☆☆
Gird your loins, Miranda Priestly is back. And somehow, she's turned into a bore.
It took 20 years to make the sequel to 2006's breezy, lightweight and delightful The Devil Wears Prada, and you would think after 20 years they would have had lots of ideas. They didn't.
The Devil Wears Prada 2 is a mess, both conceptually and in execution. There are moments it's not quite clear whether the actors were even in the same room when they shot their scenes, and lots of moments where it's not quite clear anyone — the actors, the screenwriter, the director — quite knew what was supposed to be going on.
The real and unfortunate trick of The Devil Wears Prada 2 is that it makes Meryl Streep look like she's struggling. Her Miranda Priestly from the first film was sharp, cruel, dedicated and ruthless. Time hasn't been kind. This time around, Miranda dull, vacant, rather shockingly kind, and weirdly soft. A running gag is that, after 20 years, Miranda doesn't even recognize Andrea Sachs (Anne Hathaway) the woman who used to be her assistant at Runway magazine.
At least, it's supposed to be a gag. I think. The way it plays out in the film is that Miranda looks shockingly like someone should call a doctor, because she might be having a stroke or suffering from dementia. It's not funny that she does not recognize Andy; it's worrisome.
Miranda constantly tries to come up with cutting barb — and once in a while a few land — but her heart doesn't seem to be in it. During the film, we find out that Miranda has gotten married to a man played by Kenneth Branagh, though Branagh doesn't seem to know what he's doing in this picture. In most of his scenes, he looks genuinely surprised and vaguely unready for the camera.
The rest of the cast seems generally uninterested in what's happening. Emily Blunt returns, trying to look cold and aloof, imperious and smug, but mostly looking somewhere between vaguely crazed and terribly bored. Stanley Tucci is less the acerbic but wise mentor than the actor who knows he's fourth-billed but is trying to seem happy to be there. It's genuinely odd how little impact he makes this time around. And Anne Hathaway seems mildly distracted, which is understandable since this is just one of five films she's starring in this year.
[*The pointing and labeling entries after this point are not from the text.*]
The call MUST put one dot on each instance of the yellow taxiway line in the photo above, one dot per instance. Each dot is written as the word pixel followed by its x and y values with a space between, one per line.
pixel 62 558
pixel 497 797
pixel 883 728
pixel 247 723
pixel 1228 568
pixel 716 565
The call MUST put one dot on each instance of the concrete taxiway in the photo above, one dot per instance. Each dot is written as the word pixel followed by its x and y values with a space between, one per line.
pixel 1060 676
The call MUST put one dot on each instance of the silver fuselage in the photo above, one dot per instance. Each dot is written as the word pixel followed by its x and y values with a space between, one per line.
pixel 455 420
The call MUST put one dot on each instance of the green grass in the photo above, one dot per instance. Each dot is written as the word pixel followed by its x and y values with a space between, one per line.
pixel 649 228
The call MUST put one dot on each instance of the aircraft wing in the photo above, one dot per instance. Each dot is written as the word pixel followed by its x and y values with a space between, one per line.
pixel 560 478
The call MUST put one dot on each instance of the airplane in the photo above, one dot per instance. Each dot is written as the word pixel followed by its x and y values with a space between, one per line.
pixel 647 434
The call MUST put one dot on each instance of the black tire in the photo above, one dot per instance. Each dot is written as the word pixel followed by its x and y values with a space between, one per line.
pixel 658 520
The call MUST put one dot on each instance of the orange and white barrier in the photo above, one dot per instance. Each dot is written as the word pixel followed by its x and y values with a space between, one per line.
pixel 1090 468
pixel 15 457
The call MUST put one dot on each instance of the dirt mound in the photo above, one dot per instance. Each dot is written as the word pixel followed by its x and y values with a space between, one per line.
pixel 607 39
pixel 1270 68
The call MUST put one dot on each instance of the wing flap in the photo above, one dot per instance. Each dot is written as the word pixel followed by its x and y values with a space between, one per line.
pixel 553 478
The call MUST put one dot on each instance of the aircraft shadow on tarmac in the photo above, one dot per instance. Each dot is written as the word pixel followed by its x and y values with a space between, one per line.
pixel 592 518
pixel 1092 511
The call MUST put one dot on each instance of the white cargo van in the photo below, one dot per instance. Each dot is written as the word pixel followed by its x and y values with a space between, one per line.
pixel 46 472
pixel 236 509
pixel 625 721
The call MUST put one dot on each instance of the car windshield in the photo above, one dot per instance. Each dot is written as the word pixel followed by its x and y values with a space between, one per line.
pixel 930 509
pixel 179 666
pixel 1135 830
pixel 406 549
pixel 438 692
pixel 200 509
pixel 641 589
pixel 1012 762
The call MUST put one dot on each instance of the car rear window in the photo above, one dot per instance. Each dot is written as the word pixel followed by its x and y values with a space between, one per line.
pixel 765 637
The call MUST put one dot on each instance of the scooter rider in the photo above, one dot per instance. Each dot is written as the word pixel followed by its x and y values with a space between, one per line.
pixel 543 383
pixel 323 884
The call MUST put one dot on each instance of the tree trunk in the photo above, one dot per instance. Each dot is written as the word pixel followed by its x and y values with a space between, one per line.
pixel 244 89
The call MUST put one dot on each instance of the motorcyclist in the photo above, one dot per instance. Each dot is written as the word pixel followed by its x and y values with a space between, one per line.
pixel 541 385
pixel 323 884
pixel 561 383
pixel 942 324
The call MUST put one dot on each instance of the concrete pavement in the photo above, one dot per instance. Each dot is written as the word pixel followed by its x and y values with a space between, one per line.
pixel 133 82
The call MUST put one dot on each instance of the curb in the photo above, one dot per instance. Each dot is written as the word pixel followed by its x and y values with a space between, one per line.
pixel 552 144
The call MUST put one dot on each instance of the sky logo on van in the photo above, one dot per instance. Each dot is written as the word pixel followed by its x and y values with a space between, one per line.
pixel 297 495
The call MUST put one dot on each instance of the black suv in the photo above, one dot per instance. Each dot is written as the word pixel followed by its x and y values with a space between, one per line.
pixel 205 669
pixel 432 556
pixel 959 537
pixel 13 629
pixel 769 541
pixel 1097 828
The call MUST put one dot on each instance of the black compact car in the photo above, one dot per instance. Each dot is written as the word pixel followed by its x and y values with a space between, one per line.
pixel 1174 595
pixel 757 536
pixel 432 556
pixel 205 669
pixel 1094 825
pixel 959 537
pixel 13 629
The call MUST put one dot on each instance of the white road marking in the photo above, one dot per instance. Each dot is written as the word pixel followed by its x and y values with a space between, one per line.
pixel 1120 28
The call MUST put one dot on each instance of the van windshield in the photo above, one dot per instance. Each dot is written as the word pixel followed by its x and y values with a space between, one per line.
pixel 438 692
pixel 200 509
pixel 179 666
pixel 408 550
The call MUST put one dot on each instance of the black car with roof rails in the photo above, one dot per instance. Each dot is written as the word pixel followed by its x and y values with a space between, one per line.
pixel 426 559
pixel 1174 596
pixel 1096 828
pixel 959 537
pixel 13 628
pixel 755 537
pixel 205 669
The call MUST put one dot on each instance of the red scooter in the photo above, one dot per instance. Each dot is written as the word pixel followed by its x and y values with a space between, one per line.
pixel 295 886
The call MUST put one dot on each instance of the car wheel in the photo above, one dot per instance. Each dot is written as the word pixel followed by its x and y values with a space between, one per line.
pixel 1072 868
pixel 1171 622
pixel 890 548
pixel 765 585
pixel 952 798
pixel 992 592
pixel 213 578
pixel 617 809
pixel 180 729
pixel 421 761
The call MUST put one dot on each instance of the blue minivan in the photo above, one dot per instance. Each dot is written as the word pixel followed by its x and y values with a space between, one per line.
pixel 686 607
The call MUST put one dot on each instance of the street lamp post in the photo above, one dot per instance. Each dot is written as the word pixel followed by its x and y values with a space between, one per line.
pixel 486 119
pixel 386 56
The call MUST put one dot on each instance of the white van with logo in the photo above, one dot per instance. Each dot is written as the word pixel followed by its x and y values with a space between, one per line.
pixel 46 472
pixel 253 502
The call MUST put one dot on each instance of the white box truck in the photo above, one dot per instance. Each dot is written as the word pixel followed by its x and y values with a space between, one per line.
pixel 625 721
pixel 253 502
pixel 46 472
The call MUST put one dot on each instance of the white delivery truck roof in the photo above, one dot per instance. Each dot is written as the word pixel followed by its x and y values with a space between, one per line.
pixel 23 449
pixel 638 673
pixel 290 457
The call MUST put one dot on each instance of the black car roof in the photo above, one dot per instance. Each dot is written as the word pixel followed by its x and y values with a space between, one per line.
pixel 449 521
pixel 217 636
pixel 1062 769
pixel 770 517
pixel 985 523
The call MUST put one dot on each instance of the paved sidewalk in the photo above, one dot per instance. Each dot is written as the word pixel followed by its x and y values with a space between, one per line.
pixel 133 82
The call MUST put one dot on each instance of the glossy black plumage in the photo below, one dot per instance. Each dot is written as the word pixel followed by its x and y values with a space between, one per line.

The movie begins when Hathaway's Andy is winning an award for her work at a prestigious, fictional New York media outlet called The Vanguard. But the entire newsroom gets laid off by text. During the awards show. Andrea needs a job.
Well, would't you know it? Miranda Priestly needs a features editor! Lickety-split, the job falls to Andy, who is qualified by dint of having worked for Miranda or because the movie requires she go back there. Something like that.
And within minutes, Andy and Miranda are no longer frenemies, they're on a mission to save the magazine. First, the script has to find a way to bring them back together with Emily (Emily Blunt), and the way it does so is convoluted, adding in the barely-used Lucy Liu and the uncomfortable Justin Theroux, who may be stand-ins for Mark Zuckerberg and Priscilla Chan. B.J. Novak shows up, too, looking confused, and there's a small role for an Australian hunk who looks like he wandered in from an episode of Sex and the City.
None of it makes much impact, so the filmmakers throw in cameos by Lady Gaga, Donatella Versace, and every wealthy media-industry socialite who was in the Hamptons last summer. The Devil Wears Prada 2 mostly exists as a sort of "three-dot column," mixing in a little gossip, a little plot, a little music (most of which sounds like the generic background noise in a hotel lobby), and a lot of wink-wink-nod-nods to the first film.
If that film hadn't existed, The Devil Wears Prada 2 wouldn't stand a chance on its own. Its inevitable success speaks volumes about the enduring appeal of the first, though this new film is destined to join Grease 2 and Exorcist II as extensions that seemed like a good idea at the time. But weren't.